Rabu, 16 Juni 2010

Makna Al-Mawaddah, Al-Mahabbah, dan Ar-Rahmah


Oleh: Udo Yamin Majdi

Sebelum kita membicarakan komposisi cinta, terlebih dulu marilah kita memasuki pembahasan makna cinta dalam Al-Quran. Dalam Al-Quran, kata cinta diungkapkan dengan kata Rata Penuh"al-mahabbah" dan "al-mawaddah". Kedua kata ini, bermakna cinta. Namun, ahli tafsir Al-Biqa'iy, dalam buku Nazem Addurar, membedakan keduanya. Menurutnya, al-mawaddah atau al-wudda adalah cinta plus. Sebab al-mawaddah adalah cinta yang tampak buahnya dalam sikap dan perlakuan, serupa dengan kepatuhan sebagai hasil rasa kagum kepada seseorang.

Quraisy Shihab, dalam buku Menyingkap Tabir Ilahi: Asmâ al-Husnâ dalam perspektif Al-Quran (Lentera Hati, 2001), menyebutkan makna mawaddah (wadud) hampir sama dengan makna rahmat (rahim). Hanya saja, rahmat tertuju kepada yang dirahmati (objek) sedangkan yang dirahmati dalam keadaan butuh. Dengan demikian, kita dapat berkata bahwa rahmat tertuju kepada yang lemah, sedang mawaddah tidak demikian. Karena tidaklah tepat dikatakan, "Saya merahmati Allah", karena Dia tidak pernah akan butuh, tetapi tidak salahnya dikatakan "Saya mencintai-Nya". Sebab, mawaddah atau wadûd dapat dipahami sebagai objek sekaligus subjek.
"Di sisi lain cinta yang dilukiskan," tulis Ustadz Quraisy Shihab, "cinta yang dilukiskan dengan kata wud atau pelakunya Yang Wadud harus terbukti dalam sikap dan tingkah laku, sedang "rahmat", tidak harus demikian. Selama rasa perih masih ada di dalam hati terhadap objek, akibat penderitaan yang dialaminya, walau yang kasih tidak berhasil menanggulangi atau mengurangi penderitaan objek -rasa perih- itu saja sudah cukup untuk menjadikan pelakunya menyandang sifat rahîm (Pengasih), walaupun itu dalam batas minimun.

Dalam Al-Quran, cinta yang diungkapkan dengan kata yang berasal dari huruf "wauw" dan "dal" (al-mawaddah), terulang sebanyak 27 kali.
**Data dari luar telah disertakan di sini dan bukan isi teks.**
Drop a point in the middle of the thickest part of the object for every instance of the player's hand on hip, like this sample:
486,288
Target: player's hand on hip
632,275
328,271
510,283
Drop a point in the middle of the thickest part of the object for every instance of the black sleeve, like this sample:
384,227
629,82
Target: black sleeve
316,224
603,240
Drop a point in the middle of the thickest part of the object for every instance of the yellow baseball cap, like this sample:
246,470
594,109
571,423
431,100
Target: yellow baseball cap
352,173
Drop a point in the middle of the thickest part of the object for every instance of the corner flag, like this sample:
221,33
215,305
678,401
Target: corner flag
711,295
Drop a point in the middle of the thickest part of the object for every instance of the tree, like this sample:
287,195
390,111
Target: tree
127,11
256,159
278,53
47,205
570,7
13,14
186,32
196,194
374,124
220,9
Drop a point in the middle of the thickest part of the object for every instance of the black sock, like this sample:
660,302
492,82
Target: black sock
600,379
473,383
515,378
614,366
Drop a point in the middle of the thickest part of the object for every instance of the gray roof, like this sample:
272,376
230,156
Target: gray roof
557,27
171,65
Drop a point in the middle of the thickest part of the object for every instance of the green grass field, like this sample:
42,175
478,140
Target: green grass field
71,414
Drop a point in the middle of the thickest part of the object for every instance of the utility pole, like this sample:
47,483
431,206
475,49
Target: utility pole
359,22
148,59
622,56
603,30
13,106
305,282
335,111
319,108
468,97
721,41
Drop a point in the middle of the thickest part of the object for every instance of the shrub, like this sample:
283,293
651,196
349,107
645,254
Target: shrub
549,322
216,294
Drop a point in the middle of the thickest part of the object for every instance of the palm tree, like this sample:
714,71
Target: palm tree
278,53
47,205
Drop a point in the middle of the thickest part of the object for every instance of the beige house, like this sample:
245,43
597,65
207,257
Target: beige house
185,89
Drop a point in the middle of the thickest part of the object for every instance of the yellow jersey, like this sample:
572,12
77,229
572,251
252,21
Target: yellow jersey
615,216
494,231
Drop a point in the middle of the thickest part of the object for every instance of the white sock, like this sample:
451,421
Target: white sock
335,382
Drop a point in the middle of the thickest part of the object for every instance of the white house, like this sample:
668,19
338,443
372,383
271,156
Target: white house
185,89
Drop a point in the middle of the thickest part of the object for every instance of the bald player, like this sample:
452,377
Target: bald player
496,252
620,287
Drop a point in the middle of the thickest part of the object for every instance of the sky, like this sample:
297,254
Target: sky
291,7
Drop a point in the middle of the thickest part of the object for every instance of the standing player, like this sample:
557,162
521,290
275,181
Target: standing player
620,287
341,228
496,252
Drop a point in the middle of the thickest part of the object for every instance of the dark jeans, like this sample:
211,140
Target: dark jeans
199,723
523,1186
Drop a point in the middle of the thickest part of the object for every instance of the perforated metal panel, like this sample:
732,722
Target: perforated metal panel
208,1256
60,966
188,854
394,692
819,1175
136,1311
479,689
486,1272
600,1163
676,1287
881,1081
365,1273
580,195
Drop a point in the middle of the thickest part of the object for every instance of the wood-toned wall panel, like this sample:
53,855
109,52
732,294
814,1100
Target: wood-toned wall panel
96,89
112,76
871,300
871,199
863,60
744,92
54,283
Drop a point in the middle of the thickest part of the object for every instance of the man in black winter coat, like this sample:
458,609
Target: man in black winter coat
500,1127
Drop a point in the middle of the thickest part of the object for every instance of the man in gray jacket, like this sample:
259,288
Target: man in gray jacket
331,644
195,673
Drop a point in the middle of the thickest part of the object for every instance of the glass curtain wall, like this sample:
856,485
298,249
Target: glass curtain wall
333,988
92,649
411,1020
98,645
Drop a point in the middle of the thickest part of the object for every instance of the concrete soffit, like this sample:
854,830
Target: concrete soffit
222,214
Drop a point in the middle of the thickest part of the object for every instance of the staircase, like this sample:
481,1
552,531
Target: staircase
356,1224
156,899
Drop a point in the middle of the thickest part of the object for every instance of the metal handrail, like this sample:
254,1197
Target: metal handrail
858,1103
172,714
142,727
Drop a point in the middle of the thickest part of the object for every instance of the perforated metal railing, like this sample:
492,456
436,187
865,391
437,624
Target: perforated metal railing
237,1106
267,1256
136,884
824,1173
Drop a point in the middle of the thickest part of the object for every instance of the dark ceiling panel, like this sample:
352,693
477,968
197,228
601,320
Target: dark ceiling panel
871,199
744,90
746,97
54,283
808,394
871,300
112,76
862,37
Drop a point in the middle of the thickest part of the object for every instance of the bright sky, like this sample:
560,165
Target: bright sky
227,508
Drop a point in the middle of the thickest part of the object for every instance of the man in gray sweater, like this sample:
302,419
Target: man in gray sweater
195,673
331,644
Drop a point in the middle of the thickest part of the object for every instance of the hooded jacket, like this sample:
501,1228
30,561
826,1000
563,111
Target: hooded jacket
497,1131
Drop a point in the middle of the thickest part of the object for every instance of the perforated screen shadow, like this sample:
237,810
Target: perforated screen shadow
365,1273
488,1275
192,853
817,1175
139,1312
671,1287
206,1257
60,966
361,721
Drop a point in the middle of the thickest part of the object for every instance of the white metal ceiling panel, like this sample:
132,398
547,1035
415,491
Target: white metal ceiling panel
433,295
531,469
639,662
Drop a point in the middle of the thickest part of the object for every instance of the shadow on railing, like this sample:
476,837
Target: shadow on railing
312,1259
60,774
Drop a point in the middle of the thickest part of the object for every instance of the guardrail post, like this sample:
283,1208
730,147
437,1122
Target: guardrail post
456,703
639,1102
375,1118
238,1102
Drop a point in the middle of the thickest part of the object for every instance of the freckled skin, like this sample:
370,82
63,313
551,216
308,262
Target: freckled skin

Sedangkan yang berasal dari huruf "ha'" dan "ba" (al-mahabbah), terulang sebanyak 90 kali. Dan kata yang terbentuk dari huruf "ra", "ha", dan "mim" (ar-rahmah), disebutkan dalam Al-Quran sebanyak 183 kali.

Dari kajian terhadap kata "wudda", "hubb", dan "rahmat" yang tersebut di atas, ternyata mengungkapkan sejumlah titik persamaan dan perbedaan. Kita akan meringkaskan persamaan-persamaan dan perbedaan-perbedaan yang paling menonjol. Singkatnya, ketiga kata itu sama-sama untuk menunjukan keinginan untuk memberikan yang terbaik. Sedangkan perbedaannya adalah "wudda" digunakan untuk memberikan dan menerima kebaikan dari yang berakal (manusia), "hubb" selain untuk yang berakal juga untuk yang tidak berakal, sedangkan kata "rahmat" bermakna hanya memberikan kebaikan, meskipun tanpa menerima kebaikan itu kembali. Wallahu a'lam.